E' un debutto agli Oscar anche quello di Andrea Riseborough. Classe 1981, inglese, formatasi alla Royal Academy of Dramatic Arts, si è costruita un percorso di ruoli tanto vario quanto intenso e sorprendente, lavorando fra gli altri con Mike Leigh (Happy Go Lucky), Madonna (W.E. - Edward e Wallis) Armando Iannucci (Morto Stalin, se ne fa un altro), Alejandro G. Inarritu (Birdman) Stefano Sollima (per la serie ZeroZeroZero) . Nel film che la porta agli Oscar, il low budget indie To Leslie dell'esordiente Michael Morris è una donna alcolizzata, che dopo aver sperperato una vincita alla lotteria si ritrova a vivere per strada, ma riesce a rialzarsi, chiedendo aiuto. Le polemiche sulla sua nomination “hanno portato una conversazione necessaria – ha detto l'attrice a Hollywood Reporter -. L'industria cinematografica è ingiusta in modo abominevole in termini di opportunità”.
Mitzi, una donna vitale, istintiva e positiva, talentuosa pianista, che ha messo da parte i sogni di diventare concertista per crescere i suoi figli. E' il personaggio, interpretato da Michelle Williams, ispirato a Leah, la madre di Steven Spielberg, in The Fabelmans, il film più autobiografico del regista. Una performance che riporta l'attrice a gareggiare per la quinta volta agli Oscar dopo le nomination per Brokeback Mountain, Blue Valentine, Marilyn e Manchester by the sea. Diventata una star a 16 anni grazie alla serie Dawson Creek ha sempre preferito le sfide ai ruoli 'comodi': “E' stato bello essere Mitzi – ha detto al New York Times -. Era una donna con la musica dentro di se', con una vibrazione emotiva che attraversava il suo corpo in ogni momento”.
Non solo un film su Marilyn Monroe "ma qualcosa di speciale.
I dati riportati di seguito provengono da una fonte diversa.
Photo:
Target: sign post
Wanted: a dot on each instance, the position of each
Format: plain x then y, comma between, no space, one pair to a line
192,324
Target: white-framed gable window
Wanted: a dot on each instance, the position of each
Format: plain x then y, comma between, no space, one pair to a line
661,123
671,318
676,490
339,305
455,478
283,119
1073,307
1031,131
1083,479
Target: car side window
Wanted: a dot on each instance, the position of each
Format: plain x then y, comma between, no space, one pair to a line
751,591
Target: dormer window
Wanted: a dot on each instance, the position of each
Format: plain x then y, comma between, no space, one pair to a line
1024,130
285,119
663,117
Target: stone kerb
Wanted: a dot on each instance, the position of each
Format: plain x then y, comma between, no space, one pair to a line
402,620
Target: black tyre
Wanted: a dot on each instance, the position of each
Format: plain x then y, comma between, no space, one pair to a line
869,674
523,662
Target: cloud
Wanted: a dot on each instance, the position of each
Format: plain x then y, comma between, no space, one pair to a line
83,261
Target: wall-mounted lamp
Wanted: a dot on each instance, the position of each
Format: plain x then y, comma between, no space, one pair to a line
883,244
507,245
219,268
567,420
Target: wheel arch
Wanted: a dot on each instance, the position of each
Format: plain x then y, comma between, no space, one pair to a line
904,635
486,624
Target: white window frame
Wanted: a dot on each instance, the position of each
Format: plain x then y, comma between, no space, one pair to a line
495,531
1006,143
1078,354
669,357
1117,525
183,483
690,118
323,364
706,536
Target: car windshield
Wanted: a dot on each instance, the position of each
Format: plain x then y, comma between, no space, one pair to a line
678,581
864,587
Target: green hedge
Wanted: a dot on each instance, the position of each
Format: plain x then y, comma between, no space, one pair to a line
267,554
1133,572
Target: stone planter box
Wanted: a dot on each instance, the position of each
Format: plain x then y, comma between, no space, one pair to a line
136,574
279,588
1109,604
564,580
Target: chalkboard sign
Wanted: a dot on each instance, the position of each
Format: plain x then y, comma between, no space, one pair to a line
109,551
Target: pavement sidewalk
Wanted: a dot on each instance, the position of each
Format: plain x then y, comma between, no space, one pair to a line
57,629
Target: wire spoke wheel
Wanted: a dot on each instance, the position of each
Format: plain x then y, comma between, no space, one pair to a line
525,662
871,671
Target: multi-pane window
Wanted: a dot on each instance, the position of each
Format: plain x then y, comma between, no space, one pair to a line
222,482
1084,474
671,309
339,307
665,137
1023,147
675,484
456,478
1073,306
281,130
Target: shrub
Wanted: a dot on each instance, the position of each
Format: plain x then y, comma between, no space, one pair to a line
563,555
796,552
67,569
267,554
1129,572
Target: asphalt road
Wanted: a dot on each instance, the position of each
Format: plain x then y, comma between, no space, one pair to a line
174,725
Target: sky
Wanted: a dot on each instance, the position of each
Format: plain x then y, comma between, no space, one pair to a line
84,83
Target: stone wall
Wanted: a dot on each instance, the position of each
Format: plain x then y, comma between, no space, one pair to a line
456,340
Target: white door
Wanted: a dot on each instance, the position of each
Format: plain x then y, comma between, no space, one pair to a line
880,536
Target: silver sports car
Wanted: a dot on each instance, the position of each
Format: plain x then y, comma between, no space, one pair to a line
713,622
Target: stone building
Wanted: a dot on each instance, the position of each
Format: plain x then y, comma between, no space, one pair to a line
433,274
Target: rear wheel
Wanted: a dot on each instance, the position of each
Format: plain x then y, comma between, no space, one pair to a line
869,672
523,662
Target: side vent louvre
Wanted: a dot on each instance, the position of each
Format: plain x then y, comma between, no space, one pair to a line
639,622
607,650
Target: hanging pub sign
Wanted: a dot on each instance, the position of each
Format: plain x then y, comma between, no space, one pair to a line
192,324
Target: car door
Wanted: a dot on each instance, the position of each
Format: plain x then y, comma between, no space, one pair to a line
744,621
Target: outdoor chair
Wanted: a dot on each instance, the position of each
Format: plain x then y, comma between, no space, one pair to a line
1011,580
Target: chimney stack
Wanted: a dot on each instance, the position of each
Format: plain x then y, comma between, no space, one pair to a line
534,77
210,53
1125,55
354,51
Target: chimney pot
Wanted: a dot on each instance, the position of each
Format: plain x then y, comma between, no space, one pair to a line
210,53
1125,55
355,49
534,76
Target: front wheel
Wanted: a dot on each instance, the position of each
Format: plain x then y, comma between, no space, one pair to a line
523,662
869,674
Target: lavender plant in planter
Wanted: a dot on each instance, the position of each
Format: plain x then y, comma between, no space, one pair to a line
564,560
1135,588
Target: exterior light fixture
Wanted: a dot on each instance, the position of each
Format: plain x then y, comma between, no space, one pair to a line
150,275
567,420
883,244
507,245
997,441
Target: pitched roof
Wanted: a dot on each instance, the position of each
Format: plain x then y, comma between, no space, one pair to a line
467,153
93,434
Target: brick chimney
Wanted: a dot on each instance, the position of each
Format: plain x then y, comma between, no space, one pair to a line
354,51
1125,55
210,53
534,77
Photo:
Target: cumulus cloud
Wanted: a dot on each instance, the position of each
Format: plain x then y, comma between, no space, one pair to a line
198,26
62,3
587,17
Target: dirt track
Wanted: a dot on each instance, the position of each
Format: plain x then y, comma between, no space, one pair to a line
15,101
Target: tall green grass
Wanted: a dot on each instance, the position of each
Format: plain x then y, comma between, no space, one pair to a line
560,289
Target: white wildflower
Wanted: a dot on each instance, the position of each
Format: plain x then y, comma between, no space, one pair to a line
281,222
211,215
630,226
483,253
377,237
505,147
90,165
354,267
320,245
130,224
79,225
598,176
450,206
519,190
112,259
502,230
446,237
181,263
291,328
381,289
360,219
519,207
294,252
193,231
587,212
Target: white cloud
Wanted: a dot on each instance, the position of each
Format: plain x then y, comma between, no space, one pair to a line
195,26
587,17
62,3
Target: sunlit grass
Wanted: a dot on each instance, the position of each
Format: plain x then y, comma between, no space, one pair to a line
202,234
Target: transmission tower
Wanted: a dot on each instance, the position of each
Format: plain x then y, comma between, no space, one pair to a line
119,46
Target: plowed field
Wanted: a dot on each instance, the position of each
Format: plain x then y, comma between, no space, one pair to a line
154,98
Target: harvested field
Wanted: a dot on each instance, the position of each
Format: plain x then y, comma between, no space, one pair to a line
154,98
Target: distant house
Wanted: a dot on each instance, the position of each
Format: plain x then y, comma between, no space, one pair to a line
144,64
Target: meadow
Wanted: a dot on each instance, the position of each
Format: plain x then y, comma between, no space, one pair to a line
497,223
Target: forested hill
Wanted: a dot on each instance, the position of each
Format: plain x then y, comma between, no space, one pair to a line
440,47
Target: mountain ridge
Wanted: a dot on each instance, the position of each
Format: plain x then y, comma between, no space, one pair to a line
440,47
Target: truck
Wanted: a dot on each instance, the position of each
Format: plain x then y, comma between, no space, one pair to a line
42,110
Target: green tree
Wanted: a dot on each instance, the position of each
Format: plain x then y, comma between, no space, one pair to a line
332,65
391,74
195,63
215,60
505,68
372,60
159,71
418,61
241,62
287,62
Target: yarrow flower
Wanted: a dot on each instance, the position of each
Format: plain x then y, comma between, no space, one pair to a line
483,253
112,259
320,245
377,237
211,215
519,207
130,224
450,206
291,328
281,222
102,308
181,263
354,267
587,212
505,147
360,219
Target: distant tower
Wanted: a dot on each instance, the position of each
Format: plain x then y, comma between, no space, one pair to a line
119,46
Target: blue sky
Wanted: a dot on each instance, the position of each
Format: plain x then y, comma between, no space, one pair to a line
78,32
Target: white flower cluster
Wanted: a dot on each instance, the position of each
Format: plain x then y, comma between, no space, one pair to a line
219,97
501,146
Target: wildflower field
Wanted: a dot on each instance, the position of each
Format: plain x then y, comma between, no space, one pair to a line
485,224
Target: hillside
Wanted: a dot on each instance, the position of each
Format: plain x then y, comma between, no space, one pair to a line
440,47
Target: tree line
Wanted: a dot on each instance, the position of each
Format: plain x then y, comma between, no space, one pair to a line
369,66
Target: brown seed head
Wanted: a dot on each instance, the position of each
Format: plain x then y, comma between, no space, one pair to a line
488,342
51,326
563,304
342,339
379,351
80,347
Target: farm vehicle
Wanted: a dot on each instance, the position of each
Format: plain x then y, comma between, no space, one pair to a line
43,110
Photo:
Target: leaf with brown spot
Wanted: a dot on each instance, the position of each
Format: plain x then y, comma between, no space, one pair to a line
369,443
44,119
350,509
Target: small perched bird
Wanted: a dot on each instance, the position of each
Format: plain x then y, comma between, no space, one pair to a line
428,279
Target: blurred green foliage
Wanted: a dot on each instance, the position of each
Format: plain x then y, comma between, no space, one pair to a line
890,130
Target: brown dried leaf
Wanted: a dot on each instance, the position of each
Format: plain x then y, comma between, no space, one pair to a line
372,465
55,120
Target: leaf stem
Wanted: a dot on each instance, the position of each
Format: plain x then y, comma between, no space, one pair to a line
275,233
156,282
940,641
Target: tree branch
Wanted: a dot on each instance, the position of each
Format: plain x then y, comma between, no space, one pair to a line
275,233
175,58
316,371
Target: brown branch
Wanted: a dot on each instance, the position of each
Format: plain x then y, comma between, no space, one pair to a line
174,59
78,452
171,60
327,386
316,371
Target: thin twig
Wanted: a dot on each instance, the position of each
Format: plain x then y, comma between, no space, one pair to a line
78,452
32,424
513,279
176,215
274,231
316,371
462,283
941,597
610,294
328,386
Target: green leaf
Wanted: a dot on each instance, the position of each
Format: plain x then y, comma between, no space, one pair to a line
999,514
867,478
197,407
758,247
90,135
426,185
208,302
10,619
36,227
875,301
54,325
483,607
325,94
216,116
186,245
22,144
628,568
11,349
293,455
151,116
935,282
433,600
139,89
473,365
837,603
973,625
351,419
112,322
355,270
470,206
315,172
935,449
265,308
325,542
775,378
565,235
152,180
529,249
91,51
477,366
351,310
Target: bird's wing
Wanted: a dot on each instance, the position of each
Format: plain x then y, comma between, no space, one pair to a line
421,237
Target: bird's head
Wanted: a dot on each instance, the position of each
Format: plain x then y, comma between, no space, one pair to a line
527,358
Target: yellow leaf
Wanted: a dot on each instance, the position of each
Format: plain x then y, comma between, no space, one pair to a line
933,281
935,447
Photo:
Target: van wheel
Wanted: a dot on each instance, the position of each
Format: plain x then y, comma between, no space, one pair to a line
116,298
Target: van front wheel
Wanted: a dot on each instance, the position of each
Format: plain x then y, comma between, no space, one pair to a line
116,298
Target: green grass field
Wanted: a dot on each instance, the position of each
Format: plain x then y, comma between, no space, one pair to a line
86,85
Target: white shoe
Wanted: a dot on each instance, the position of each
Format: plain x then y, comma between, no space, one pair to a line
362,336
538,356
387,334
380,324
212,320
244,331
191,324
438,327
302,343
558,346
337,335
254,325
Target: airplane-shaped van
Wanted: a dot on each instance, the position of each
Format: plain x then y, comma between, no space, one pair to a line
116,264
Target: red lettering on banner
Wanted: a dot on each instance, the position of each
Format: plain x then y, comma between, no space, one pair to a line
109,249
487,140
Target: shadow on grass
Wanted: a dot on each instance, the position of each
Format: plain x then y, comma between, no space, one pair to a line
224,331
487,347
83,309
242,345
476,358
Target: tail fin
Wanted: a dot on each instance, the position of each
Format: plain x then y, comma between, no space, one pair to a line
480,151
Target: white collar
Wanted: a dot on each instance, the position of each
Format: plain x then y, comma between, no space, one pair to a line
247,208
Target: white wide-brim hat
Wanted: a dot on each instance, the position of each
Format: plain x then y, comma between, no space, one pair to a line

Sentivo il peso della responsabilità di interpretarla ma anche di rendere giustizia a questa donna”. E' quello che ha motivato Ana De Armas, classe 1988, cubana naturalizzata spagnola, già da anni di casa ad Hollywood, da Blade Runner 2049 a un'apparizione con Daniel Craig 007 in No time to day, passando per A cena con delitto, nel trasformarsi nell'icona del cinema in Blonde di Andrew Dominik, dall'omonimo romanzo di Joyce Carol Oates Una prova che ha convinto i votanti dell'Academy nonostante il film abbia diviso i critici, anche per la crudezza con cui sono stati messi in scena gli abusi subiti dalla diva. “Ana merita l'Oscar – ha detto Pedro Almodovar che vorrebbe vederla vincere -. Quello che ha fatto come Marilyn è impressionante”.